Turkey's minority schools’ problems inquired

ISTANBUL - Hürriyet Daily News

This file photo shows students from an Armenian minority school in Istanbul. Hürriyet photo

A group of academics, spearheaded by the History Foundation, have launched an initiative to investigate the problems faced by 23 minority schools across Istanbul.

While 15 of the schools belong to the Armenian community, five are Greek and one is a Jewish school, officials said. Among the major problems are the status of guest students, the lack of class material and teachers, and regulations regarding who can attend which school.

“We want to show how [these] problems came about. They are all artificial problems that have to do with foreign politics and the [prevalent] attitude toward minorities,” legal expert Nurcan Kaya, the project’s researcher and writer, told the Hürriyet Daily News.

Rum (Anatolian Greek) schools are permitted to bring in teachers and class materials from Greece in accordance with a cultural agreement signed between Turkey and Greece, Kaya explained. 

“This [arrangement,] however, turned into a means to mutually inflict cruelty on schools at various times due to the Cyprus problem in the past. There is also the problem of western Thrace,” she said.
The Jewish school, on the other hand, has the same status as Turkish Anatolian high schools and its 
language of instruction is both Turkish and English, Kaya said, adding that the school offered Hebrew classes as well. 
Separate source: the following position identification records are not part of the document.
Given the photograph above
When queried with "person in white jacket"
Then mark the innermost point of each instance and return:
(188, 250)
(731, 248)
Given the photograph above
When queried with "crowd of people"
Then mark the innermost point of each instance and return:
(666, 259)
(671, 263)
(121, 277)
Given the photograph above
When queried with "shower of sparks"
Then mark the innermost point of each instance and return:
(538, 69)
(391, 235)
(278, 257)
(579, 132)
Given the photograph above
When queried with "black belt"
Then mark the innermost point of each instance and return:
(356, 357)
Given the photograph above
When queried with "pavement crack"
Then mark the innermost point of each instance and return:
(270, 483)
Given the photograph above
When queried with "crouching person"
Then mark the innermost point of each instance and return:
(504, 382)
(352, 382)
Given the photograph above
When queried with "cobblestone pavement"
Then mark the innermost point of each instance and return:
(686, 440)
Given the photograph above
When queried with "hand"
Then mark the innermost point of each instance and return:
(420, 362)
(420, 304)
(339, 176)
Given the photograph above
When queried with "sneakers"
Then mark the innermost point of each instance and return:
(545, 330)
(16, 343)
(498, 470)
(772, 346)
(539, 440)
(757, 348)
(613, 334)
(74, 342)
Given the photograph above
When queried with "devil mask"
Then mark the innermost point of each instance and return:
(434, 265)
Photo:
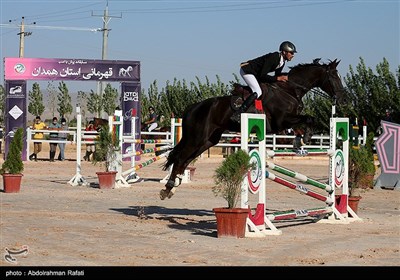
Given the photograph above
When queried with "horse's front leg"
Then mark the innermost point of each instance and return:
(170, 187)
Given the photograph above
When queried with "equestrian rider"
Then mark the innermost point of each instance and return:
(256, 71)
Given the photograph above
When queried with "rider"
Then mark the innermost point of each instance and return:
(256, 71)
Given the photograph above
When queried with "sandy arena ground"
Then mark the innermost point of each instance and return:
(64, 225)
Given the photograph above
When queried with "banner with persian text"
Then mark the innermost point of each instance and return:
(71, 69)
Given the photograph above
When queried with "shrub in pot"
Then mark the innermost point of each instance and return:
(107, 146)
(228, 177)
(13, 166)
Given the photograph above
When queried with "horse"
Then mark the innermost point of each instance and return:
(204, 122)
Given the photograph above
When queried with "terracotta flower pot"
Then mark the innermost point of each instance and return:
(353, 203)
(12, 182)
(231, 222)
(107, 179)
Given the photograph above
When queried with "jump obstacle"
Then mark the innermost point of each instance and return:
(128, 177)
(125, 178)
(259, 223)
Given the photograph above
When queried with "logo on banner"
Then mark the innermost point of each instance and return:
(19, 68)
(339, 168)
(16, 89)
(255, 175)
(131, 96)
(15, 112)
(125, 72)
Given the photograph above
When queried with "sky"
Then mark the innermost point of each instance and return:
(187, 39)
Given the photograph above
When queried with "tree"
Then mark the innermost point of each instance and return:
(2, 105)
(35, 106)
(51, 98)
(94, 104)
(109, 99)
(82, 100)
(64, 101)
(370, 94)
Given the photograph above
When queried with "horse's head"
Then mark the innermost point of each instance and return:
(331, 81)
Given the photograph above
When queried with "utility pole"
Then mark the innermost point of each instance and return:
(106, 19)
(22, 35)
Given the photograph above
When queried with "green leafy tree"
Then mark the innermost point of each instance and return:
(81, 100)
(64, 101)
(35, 106)
(13, 163)
(2, 105)
(370, 94)
(51, 98)
(94, 104)
(109, 99)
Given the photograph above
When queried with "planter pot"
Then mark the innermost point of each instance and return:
(107, 179)
(12, 182)
(231, 222)
(353, 203)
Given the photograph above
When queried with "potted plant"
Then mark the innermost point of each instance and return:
(13, 166)
(361, 170)
(229, 176)
(107, 145)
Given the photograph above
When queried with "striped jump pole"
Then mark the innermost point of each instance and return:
(298, 176)
(328, 200)
(144, 164)
(308, 152)
(257, 224)
(146, 151)
(294, 214)
(147, 141)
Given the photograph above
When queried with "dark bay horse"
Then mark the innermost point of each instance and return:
(204, 122)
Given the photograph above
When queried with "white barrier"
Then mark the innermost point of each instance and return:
(259, 224)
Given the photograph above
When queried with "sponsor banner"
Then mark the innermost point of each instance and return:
(71, 69)
(16, 109)
(130, 93)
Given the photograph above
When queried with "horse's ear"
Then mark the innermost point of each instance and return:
(334, 63)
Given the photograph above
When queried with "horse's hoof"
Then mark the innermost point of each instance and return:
(163, 194)
(171, 192)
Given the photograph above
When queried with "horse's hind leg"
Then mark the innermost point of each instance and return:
(185, 157)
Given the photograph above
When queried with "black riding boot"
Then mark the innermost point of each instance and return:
(52, 155)
(86, 156)
(246, 104)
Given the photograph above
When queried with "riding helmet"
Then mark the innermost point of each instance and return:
(287, 46)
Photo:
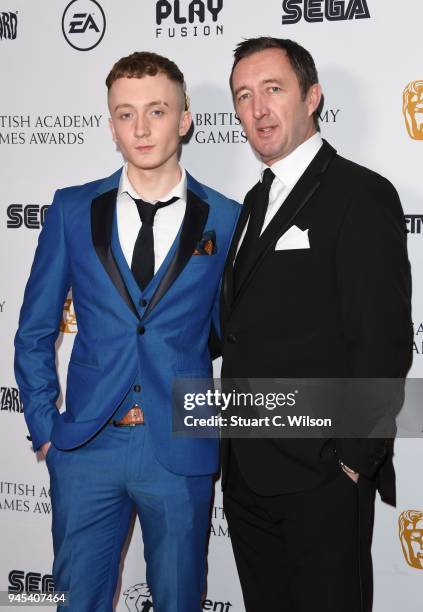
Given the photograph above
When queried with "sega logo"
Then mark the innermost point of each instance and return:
(318, 10)
(31, 215)
(30, 582)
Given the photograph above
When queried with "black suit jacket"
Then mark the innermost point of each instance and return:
(341, 308)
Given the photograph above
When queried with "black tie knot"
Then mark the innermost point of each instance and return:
(147, 211)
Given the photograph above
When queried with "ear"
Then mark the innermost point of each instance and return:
(112, 129)
(314, 96)
(185, 123)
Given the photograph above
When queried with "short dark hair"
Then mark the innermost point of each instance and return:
(142, 63)
(300, 59)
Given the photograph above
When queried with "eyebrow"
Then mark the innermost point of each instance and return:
(265, 82)
(153, 103)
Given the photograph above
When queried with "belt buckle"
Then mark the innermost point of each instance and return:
(131, 413)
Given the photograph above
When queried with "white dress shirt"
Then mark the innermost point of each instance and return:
(167, 220)
(287, 172)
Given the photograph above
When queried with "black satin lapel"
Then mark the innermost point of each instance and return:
(228, 274)
(297, 199)
(102, 214)
(193, 224)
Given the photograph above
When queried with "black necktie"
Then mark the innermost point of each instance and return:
(142, 265)
(245, 255)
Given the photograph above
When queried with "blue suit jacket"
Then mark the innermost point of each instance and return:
(75, 250)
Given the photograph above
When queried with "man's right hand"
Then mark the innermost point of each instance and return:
(44, 449)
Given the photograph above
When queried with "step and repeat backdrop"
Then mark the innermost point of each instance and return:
(54, 57)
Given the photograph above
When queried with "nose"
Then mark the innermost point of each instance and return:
(142, 126)
(259, 106)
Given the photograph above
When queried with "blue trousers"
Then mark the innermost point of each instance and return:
(94, 489)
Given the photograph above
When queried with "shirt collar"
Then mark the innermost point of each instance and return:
(178, 191)
(289, 169)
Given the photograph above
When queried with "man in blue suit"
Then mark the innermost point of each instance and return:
(143, 251)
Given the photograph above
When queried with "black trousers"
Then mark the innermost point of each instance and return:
(303, 552)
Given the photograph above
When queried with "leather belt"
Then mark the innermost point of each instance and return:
(134, 416)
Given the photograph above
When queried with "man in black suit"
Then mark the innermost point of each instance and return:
(317, 284)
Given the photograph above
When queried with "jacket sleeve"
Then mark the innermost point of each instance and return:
(39, 321)
(375, 290)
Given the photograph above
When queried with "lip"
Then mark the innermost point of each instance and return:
(265, 130)
(144, 148)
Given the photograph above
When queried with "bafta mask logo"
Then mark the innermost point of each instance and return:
(68, 323)
(138, 598)
(411, 536)
(412, 108)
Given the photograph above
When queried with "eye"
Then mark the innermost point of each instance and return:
(244, 96)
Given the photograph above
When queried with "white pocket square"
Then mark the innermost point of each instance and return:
(294, 238)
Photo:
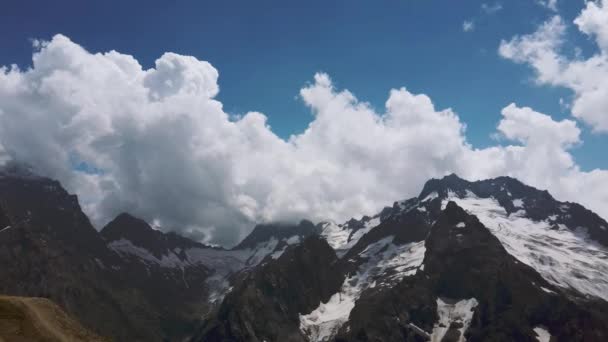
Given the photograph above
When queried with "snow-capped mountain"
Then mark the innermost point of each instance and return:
(485, 260)
(558, 250)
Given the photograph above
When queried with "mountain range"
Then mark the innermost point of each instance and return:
(491, 260)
“Armenian schools have to meet all their needs by themselves, unlike the other schools. They have no departments to train Armenian language teachers and have to acquire their education material on their own,” Kaya said. 

Regulations concerning private schools in Turkey and the 1923 Treaty of Lausanne allow only Turkish citizens to attend minority schools. However, the clause stipulating that only children holding Turkish citizenship can attend their own minority community’s schools was recently scrapped, in new regulations that appeared in the Official Gazette on March 20. The new regulations lead to perplexity among some educators.

“It is an important step, but with no practical consequences. Children from Armenia and Greece still cannot go to school,” said Kaya. 

Despite the hopes raised by the amendment to the regulations, the children of Greek citizens and illegal Armenian immigrants residing in Istanbul still have only restricted access to education in minority schools, which they can attend only as “guest students.”